I got that exact question from a facility engineer in Phoenix last month. He had installed a Schneider UPS Galaxy VS at a small colo, believing the 97% efficiency claim meant his cooling load would drop proportionally. The AC compressor stayed on. The electric bill barely budged. What the datasheet didn't say—and what every buyer needs to know before they sign—is that the eligibility of that efficiency number depends on topology, load profile, and whether you can actually stay out of battery mode. APC UPS Smart-UPS Online claims 98% in Green Mode. Both are real numbers, but only inside a very specific operating gate. When you fall out of that gate—and you will, unless you design for it—the comparison flips.

Myth: “A higher efficiency rating always means lower total cost of ownership.”

Reality: Efficiency is a conditional spec. The gate—load level, mode lock, transfer risk—determines whether you capture it. If you don't meet the gate conditions, a lower-rated unit that stays in its sweet spot can beat a higher-rated one that constantly bounces out.

1. Efficiency vs. Mode Lock: The gate you can't see

The Schneider Galaxy VS is rated at up to 97% efficiency in double-conversion (VFI) mode and up to 99% in eConversion mode, a high-efficiency bypass scheme with Class 1 performance and no-break transfer.

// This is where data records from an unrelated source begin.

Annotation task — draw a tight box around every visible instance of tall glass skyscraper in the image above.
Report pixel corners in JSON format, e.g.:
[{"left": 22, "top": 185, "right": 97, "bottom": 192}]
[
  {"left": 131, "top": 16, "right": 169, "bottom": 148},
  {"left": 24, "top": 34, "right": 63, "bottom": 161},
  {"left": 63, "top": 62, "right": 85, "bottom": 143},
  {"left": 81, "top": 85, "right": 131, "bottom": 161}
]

The APC Smart-UPS Online (SRT) offers a Green Mode that claims up to 98% efficiency. Both are true inside the gate. But here's the mechanism: eConversion and Green Mode are both forms of bypass—the UPS runs the load on conditioned bypass unless it detects a disturbance, then transfers to double-conversion in under 2ms. The efficiency gain comes from reduced conversion losses (~2–3.8% for the Galaxy VS). The catch? If your site has frequent voltage sags, generator transfers, or poor utility quality, the UPS spends more time in double-conversion, where efficiency drops to 96–97% (Galaxy VS) or ~95–96% (APC SRT in double-conversion).

The worked consequence is a decision: if your facility has stable utility (less than 2–3 sags per month) and you can coordinate generator-to-UPS transfer times, you capture the high-efficiency mode. If not, you're paying for a premium you can't use. The reversal occurs for edge sites, warehouses, or any location with poor power quality—there, a simpler double-conversion unit with no high-efficiency mode (like a base-model Eaton 9PX at ~94–95%) might actually deliver lower average loss because it never tries to switch modes and fail.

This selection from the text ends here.